Define classes using prompts

classes = { "SOME_CLASS" : "SOME_PROMPT" }

classifier.prompt_train(classes)

Or if you have some training examples (optional)

data = ["example 1", "example 2"]
classifier.add_data_to_class("SOME_CLASS", data)

# Don't forget to train after adding data
classifier.prompt_train()

Classify your data

# Classify the data
prediction = classifier.predict(data)

# Get the probabilities for each class
probabilities = classifier.predict_proba(data)

Save your model

classifier.save("SOME_PATH")

Load your model

classifier = LaminiClassifier.load("SOME_PATH")

FAQ

How does it work?

The LLM routing agent converts your prompts about tools into a pile of data about those tools, using the Llama 2 LLM. It then finetunes another LLM to distinguish between each pile of data. This was forked from the LLM Classifier.

We use several specialized LLMs derived from Llama 2 to convert prompts into piles of training examples for each class. The code for this is available in the lamini python package if you want to look at it.
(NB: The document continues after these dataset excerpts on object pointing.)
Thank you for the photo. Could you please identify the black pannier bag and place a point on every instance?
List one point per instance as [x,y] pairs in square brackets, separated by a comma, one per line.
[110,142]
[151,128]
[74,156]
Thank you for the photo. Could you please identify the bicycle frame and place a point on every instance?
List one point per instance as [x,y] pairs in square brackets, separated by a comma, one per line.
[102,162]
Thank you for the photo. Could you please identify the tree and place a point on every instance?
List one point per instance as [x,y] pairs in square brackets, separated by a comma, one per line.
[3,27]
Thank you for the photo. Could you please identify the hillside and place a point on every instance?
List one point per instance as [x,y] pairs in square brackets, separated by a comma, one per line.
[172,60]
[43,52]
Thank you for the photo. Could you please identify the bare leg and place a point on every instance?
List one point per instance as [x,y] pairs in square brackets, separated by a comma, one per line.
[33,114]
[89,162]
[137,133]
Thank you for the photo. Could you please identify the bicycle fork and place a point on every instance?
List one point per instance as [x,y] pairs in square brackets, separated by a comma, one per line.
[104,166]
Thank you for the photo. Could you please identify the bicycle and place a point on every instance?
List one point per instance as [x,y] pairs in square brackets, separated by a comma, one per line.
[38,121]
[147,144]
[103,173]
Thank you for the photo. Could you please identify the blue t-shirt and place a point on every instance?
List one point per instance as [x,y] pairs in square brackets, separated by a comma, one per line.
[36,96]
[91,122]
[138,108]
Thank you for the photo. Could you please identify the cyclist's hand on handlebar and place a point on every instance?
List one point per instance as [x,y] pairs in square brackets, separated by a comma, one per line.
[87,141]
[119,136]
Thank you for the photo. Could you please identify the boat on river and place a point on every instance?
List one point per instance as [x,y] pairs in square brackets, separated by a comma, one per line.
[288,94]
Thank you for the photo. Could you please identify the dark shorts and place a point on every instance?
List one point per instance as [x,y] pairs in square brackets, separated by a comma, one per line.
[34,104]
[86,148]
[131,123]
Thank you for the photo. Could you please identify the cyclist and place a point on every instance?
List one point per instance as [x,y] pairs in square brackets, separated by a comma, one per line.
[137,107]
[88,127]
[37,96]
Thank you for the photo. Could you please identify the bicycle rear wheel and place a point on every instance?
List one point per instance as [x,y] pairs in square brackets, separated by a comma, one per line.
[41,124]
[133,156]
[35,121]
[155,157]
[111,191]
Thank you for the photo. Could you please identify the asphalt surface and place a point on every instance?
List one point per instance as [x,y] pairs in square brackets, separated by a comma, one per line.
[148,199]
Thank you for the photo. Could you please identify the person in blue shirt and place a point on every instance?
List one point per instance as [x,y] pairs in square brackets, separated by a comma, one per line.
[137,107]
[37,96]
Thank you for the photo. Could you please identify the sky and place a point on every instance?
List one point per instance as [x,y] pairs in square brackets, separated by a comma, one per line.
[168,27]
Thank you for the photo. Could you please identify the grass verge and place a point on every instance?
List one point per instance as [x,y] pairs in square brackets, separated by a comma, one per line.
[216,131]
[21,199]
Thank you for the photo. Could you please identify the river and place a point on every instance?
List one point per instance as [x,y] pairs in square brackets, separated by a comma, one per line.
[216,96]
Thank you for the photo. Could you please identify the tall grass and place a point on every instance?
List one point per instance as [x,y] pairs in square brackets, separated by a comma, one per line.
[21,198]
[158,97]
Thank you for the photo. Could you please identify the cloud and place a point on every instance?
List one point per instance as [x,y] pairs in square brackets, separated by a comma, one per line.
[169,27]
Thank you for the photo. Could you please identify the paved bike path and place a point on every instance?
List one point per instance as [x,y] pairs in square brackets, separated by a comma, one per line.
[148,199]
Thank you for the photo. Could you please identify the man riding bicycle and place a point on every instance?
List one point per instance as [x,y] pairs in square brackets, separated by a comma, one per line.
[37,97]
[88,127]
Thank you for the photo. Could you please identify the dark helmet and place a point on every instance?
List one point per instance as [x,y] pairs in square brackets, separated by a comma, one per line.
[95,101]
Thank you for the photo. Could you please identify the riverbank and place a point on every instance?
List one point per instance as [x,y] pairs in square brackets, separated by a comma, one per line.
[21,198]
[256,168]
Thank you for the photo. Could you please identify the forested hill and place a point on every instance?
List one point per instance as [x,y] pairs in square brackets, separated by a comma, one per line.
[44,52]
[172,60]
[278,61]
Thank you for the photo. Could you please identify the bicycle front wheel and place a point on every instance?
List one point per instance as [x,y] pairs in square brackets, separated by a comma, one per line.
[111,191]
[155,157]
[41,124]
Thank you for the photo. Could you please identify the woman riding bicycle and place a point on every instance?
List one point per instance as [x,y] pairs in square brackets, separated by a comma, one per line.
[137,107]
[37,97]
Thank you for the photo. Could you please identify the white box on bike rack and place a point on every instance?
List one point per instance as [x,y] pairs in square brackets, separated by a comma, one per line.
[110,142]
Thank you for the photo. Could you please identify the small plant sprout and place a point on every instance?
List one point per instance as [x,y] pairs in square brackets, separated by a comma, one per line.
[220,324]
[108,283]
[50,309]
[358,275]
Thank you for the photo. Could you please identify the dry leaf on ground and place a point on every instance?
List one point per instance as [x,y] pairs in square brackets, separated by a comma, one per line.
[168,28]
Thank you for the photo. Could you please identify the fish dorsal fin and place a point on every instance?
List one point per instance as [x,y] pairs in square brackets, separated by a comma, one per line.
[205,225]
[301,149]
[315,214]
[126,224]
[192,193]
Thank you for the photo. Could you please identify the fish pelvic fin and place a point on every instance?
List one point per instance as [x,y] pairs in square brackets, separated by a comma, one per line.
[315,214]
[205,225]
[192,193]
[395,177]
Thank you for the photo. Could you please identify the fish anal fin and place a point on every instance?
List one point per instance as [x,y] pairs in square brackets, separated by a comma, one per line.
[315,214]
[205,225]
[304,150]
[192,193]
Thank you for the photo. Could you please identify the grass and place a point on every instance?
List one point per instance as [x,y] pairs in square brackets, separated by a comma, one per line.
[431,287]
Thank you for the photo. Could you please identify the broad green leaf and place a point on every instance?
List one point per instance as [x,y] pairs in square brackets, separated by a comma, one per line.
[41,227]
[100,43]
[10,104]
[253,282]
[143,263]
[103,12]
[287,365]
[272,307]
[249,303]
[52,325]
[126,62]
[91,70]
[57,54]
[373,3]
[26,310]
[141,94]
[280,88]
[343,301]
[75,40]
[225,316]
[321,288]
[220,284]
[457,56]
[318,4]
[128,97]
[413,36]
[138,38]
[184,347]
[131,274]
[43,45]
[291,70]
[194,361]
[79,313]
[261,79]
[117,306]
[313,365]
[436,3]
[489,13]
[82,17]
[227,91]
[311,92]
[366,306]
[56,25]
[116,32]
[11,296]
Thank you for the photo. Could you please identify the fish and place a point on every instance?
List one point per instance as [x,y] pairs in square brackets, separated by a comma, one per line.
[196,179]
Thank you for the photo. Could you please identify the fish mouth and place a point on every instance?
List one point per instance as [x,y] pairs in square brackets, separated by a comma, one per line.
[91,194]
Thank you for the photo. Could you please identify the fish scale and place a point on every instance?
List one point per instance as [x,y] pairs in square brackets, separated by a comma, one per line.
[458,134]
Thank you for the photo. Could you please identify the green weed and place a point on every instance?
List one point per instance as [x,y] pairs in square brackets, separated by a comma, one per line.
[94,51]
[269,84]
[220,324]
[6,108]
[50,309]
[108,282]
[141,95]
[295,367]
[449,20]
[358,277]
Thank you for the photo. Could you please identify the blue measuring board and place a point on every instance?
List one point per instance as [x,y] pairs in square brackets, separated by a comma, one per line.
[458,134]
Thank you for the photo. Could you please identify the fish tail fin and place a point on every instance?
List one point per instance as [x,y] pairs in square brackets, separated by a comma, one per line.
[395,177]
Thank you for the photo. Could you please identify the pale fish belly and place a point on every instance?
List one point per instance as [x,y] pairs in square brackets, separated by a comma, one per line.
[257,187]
Working on open sourcing in an easier to read github page it when I'm not too distracted...

Is this perfect?

No, this is a week night hackathon project, give us feedback and we will improve it. Some known issues:

  1. It doesn't use batching aggressively over classes, so training on many classes could be sped up by more than 100x.
  2. We are refining the LLM example generators. Send us any issues you find with your prompts adn we can improve these models.

Why wouldn't I just use a normal classifier like BART, XGBoost, BERT, etc?

You don't need to label any data using the LaminiClassifier. Labeling data sucks.

No fiddling with hyperparameters. Fiddle with prompts instead. Hopefully english is easier than attention_dropout_pcts.

Why wouldn't I just use a LLM directly?

A classifier always outputs a valid class. An LLM might answer the question "Is this talking about an order" with "Well... that depends on ....". Writing a parser sucks.